The season premier of HBO’s “Broadway Empire” takes place on New Year’s Eve 1922 with characters portraying crooner Eddie Cantor, gangster Al Capone, and Warren G. Harding’s corrupt Attorney-General Harry Daugherty.  There’s mention of a Harriet Duncan, a composite of aviatrix pioneers Harriet Quimby and Amelia Earhart, attempting to fly across the U.S.  Disgraced FBI agent Michael Shannon (Michael Shannon) is now a door-to-door salesman mouthing French guru Emile Coué’s mantra, “Every day in every way I’m getting better and better.”
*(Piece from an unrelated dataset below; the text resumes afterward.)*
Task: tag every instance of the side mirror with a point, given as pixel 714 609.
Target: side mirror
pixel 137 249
In my intro to Sheriff Roy Dominguez’s Soup and Substance talk I mentioned how Sociology professor Bob Lovely set up special Saturday study sessions to ensure that students understood the course content. Roy sometimes attended, even when he didn’t have to, because they were so interesting.  Others at IUN who provided invaluable help to him were Elsa Rivera in Special Services, Chief Lazar, and Communications professor Camille Schuster.  Student Life director Scott Fulk put up large signs of the cover of “Valor” and provided beef vegetable and cream of broccoli soup.  About 30 folks attended, including buddies Ron Cohen and Steve McShane, John Attinasi (former head of UTEP), Mike Olszanski of Labor Studies, Minority Studies prof Raoul Contreras, and Anne and Emma Balay.  Roy was charming and eloquent, and the five copies of his book went fast.  Roy’s media consultant Manuel Corazzari videotaped the program, moving around to capture different angles and crowd shots, and will put the finished product on YouTube.
 Got a chuckle out of George Bodmer’s latest’s Oscar cartoon.  Just as a neighbor helped him with a sledgehammer, George came to my aid years ago when I was having trouble operating a jack while changing a flat tire.  After a miserable bowling night I stayed up for Band of Horses performing “Knock, Knock” on Letterman from their new CD “Mirage Rock.”